Main symptoms of acute G6PD deficiency crisis include: 1. Acute hemolysis: pallor, fatigue, dizziness; 2. Jaundice: yellowing of skin and eyes; 3. Urine changes: dark urine (tea or cola-colored); 4. Other symptoms: fever, nausea, vomiting, abdominal pain. If these symptoms occur, immediately stop the suspected medication and seek emergency medical care.

Jaundice recovery time in G6PD deficiency varies by individual, typically requiring 1-2 weeks. Recovery depends on: 1. Degree of hemolysis: mild hemolysis 3-7 days, severe hemolysis may take 2-3 weeks; 2. Treatment timeliness: early treatment leads to faster recovery; 3. Individual differences: age, constitution affect recovery speed. During this period, adequate rest and hydration are needed, avoiding re-exposure to triggering factors.

During G6PD deficiency crisis, urine color changes significantly: 1. Normal: light yellow and clear; 2. Mild hemolysis: dark yellow urine; 3. Moderate hemolysis: tea or cola-colored urine; 4. Severe hemolysis: dark brown or reddish-brown urine. Urine color change indicates hemoglobinuria, suggesting massive red blood cell destruction requiring immediate medical attention.

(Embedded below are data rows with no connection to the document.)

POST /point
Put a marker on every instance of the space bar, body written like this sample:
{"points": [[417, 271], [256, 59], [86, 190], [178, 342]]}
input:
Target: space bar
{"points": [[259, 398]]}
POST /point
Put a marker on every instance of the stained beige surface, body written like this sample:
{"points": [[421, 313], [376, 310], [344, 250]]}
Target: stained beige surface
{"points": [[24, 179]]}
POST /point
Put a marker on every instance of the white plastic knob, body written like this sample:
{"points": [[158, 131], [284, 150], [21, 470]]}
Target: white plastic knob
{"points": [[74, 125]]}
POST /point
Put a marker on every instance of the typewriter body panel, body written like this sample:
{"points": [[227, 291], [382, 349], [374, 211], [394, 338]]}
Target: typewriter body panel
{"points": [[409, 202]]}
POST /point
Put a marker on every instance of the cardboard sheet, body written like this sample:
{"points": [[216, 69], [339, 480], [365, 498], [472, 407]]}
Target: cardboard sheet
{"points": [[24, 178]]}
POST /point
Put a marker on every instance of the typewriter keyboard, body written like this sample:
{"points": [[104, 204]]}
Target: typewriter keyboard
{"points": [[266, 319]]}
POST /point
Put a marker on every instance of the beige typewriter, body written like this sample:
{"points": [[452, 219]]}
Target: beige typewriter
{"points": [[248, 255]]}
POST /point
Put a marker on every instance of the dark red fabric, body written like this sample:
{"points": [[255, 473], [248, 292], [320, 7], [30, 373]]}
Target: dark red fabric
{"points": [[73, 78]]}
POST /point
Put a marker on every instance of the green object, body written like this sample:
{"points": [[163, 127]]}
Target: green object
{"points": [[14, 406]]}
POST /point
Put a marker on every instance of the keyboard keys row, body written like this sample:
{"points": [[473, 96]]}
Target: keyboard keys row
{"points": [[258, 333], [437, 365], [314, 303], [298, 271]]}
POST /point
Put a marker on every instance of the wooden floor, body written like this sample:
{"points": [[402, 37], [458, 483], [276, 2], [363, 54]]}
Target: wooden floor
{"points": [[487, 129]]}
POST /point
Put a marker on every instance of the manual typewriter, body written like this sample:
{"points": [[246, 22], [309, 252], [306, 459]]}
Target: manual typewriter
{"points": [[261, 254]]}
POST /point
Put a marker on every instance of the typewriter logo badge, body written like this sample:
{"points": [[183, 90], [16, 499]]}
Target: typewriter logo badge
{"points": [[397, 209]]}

G6PD deficiency is an X-linked recessive genetic disorder with distinct inheritance patterns: 1. Higher male prevalence: males need only one disease gene to be affected; 2. Females mostly carriers: need two disease genes to be affected, but may have mild symptoms; 3. Inheritance pattern: affected males' sons won't be affected, daughters are all carriers; carrier females' sons have 50% chance of being affected. Genetic counseling is recommended for couples with family history.